The long context reasoning is something I haven't even seen in frontier models - I was running at 124k tokens earlier and it was still just buzzing along with no issues or fatigue.

I am amazed at how well it works, I'm using it right now for some pretty complex frontend work, and it is much much faster than, for example running a dense 27b or 31b model (like qwen or gemma) for me (The benefits of MoE) - but the long context capabilities have been what have been absolutely flooring me.

Super excited about this project and hope Antirez can keep himself from burning out - i've been following the repo pretty closely and there are a ton of PR's flooding in and it seems like he's had to do a lot of filtering out of slop code.

le-mark•about 1 hour ago

Is DS4 dwarf star 4 or deep seek 4?

kamranjon•about 1 hour ago

Just updated! Sorry I meant Dwarf Star - it's the only way I've actually managed to run DeepSeek flash on my local hardware

wolttam•about 1 hour ago

DwarfStar 4 is DeepSeek 4 (check the repo)

codedokode•about 1 hour ago

I thought DeepSeek was closed-weights and proprietary? I wonder how it compares against Western open-weight models. The hugging face page contains the comparison only with proprietary models for some reason.

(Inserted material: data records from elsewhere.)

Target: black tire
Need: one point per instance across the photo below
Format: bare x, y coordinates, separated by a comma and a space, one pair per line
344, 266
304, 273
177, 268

itishappy•about 1 hour ago

DeepSeek has always been open-weight, and the DeepSeek HuggingFace page does not contain any comparisons. Where did you form these opinions?

zozbot234•about 1 hour ago

Nemotron would be a comparable Western open model AIUI.

brcmthrowaway•30 minutes ago

This guy is falling deep into Yegge-tier psychosis.

linkregister•1 minute ago

Empirically, DS4 is hosting the DeepSeek v4 Flash model with good performance on home hardware. I'm curious how you came to this conclusion.